La guerra era entrata di colpo dentro al movimento per un mondo diverso. Prima con l'Afghanistan e poi con la preparazione dell'attacco all'Iraq.
L'Onu divenne il teatro per una commedia a colpi di bugie, di documenti falsi, di inchieste manipolate, mentre Bush cercava di legittimare l'attacco che aveva deciso di imporre al mondo - e anche al suo establishment, dove pure c'erano molte resistenze. E un altro tipo di guerra era già cominciata, con il diavolo vestito da musulmano e lo ‘scontro di civiltà’ che penetrava nelle società.
Ancora una volta, eccolo il mezzo perfetto del potere per recuperare terreno, inducendo la gente a dividersi su frontiere artefatte e non su quelle vere - quelle che dovrebbero unire i piccoli, gli onesti, gli sfruttati. Sapevamo che avremmo fatto Firenze ai confini dell'attacco all'Iraq. E che dovevamo pensare a qualcosa. Avevamo movimenti forti, mobilitazioni potenti, e finalmente una rete che con un click di computer ci teneva insieme in tutto il pianeta. Una bella differenza rispetto ai tempi eroici del pacifismo europeo degli anni Ottanta, dove per parlarsi bisognava incontrarsi di persona, l'Europa ancora si percorreva in treno, e a separarci dall'est c'era il Muro di Berlino.

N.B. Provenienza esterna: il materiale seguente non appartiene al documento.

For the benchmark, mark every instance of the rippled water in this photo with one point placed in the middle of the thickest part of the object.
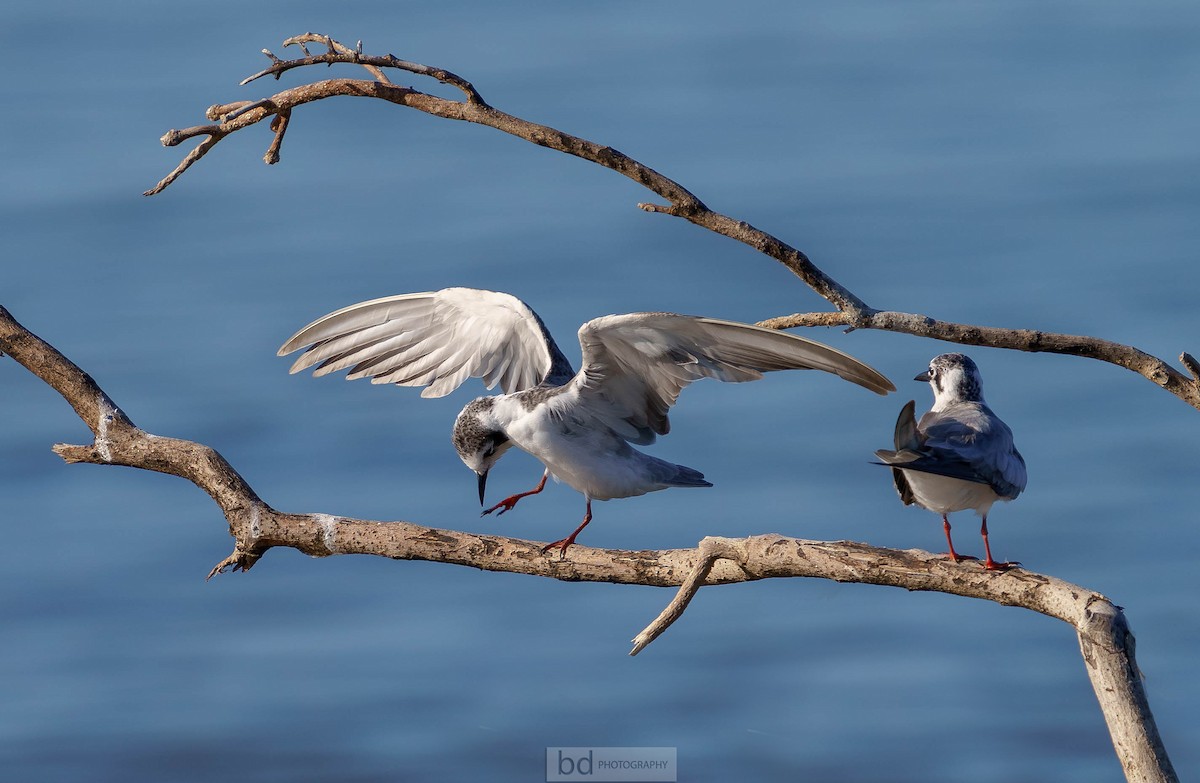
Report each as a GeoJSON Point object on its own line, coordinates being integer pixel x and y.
{"type": "Point", "coordinates": [1024, 165]}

L'idea venne fuori facilmente: scendere in piazza tutti lo stesso giorno. La negoziazione sui dettagli però durò a lungo. Molti volevano una data ravvicinata, a dicembre, per paura di arrivare dopo l'attacco. Noi insistevamo sulla necessità di avere il tempo per prepararla bene, per costruire la partecipazione di popolo. Alla fine decidemmo per il 15 febbraio. Poi cominciò la discussione sull'appello. Poche righe, pochissime. Ogni parola in più avrebbe significato qualcuno in meno. Sapevamo di essere una coalizione tremendamente eterogenea. E che dovevamo raccogliere tutti. Ci serviva chiunque dicesse no alla guerra. Ci sono i momenti in cui è bene andare a fondo nei contenuti. Ma se serve uno schieramento vasto per portare a casa un obiettivo, allora è diverso. Allora ti servono tutti, dalle monache agli antimperialisti. Al Forum di Firenze, una grande assemblea annunciò l'appuntamento. Due mesi dopo, a Porto Alegre, imbarcammo tutti i non europei.

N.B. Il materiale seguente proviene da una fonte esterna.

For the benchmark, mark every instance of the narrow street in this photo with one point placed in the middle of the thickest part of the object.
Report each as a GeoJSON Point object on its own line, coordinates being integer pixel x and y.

Il 15 febbraio le manifestazioni cominciarono quando da noi era ancora notte fonda. Seguendo i fusi orari, attraversarono tutto il pianeta. Cominciarono la Nuova Zelanda e l'Australia, il Giappone e poi via via fino agli Stati Uniti, dove il movimento pacifista cominciò la sua riscossa, che lo riportò in poco tempo a essere il più grande del mondo.

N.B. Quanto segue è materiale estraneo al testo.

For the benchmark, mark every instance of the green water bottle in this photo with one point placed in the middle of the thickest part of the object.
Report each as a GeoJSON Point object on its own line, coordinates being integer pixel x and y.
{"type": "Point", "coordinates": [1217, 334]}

Pure al Polo Nord, fecero una manifestazione. Quella di Roma fu la più grande. Inglesi e spagnoli dietro a noi, di poco. Il New York Times scrisse che eravamo la seconda superpotenza mondiale. Poi Bush attaccò l'Iraq. E al nostro interno, masochisti come sappiamo essere solo a sinistra, cominciò una discussione infinita sul fatto che avevamo perso. Come se fosse stato possibile illudersi di sconfiggere i poteri forti in un giorno, con un corteo sia pure immenso e grande quanto il mondo. Fra accettare le compatibilità date, chinando la testa, e buttarsi in imprese impossibili c'è un'altra via: fare politica. Che significa provare a fare quello che serve per cambiare i rapporti di forza a vantaggio del cambiamento. E che è compito primo delle organizzazioni di società civile progressista, perché è nella testa delle persone che va sconfitta l'egemonia culturale dell'avversario. Quel movimento non resse a lungo, ma seminò però ovunque il dubbio sulla bontà della guerra, le tolse pian piano consenso. Decostruì le basi dello scontro di civiltà. Diede fiducia ai militanti progressisti arabi, molti dei quali fanno risalire a quella data il preludio delle primavere arabe. E concimò negli Usa il campo sociale da cui è spuntato Obama.
Una bella storia, di cui siamo stati parte. Da tenersi cara per ricordare che sfidare i forti, anche quando sembrano invincibili, è sempre possibile.